Global oil prices advanced over concerns about renewed instability in the crude-rich Middle East region, with Brent oil hitting a near six-month high close to 112 USD a barrel.
Gold prices rallied to 1,411 USD an ounce, up from 1,377.5 USD the previous session, as many investors parked their cash in the commodity seen as a safe bet in times of unrest.
Wall Street stocks had fallen yesterday after US Secretary of State John Kerry warned that the United States would demand 'accountability' after an 'obscene' chemical weapons attack on Syrian civilians.
'Markets are tanking in Europe today, as Syria related risk-aversion prevails,' said trader Anita Paluch at Gekko Markets.
New York's Dow Jones Industrial Average shed 0.43 per cent to finish at 14,946.46 points.

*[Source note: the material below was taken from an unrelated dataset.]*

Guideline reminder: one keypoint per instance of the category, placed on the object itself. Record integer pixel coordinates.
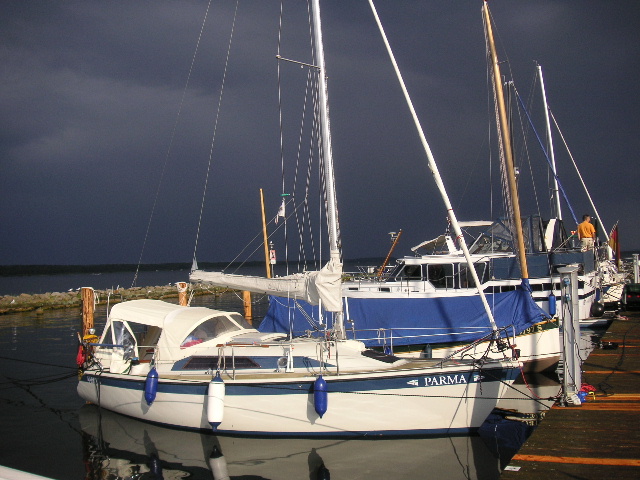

In Asia, Hong Kong equities slid 0.59 per cent today and Tokyo shed 0.69 per cent, but Sydney eked out a slender gain of 0.11 per cent.
Emerging markets also remained under the spotlight due to lingering concern that tighter US monetary policy could spark massive outflows of foreign cash back to the West.
The Turkish lira that fell to a record low level plunged to 2.033 in mid-morning today.
Turkey is caught up in a currency turmoil that spreads across emerging economies in Asia, Latin America, Russia and South Africa as investors pull out funds because of the imminent change in the US monetary climate as well as in global interest rates.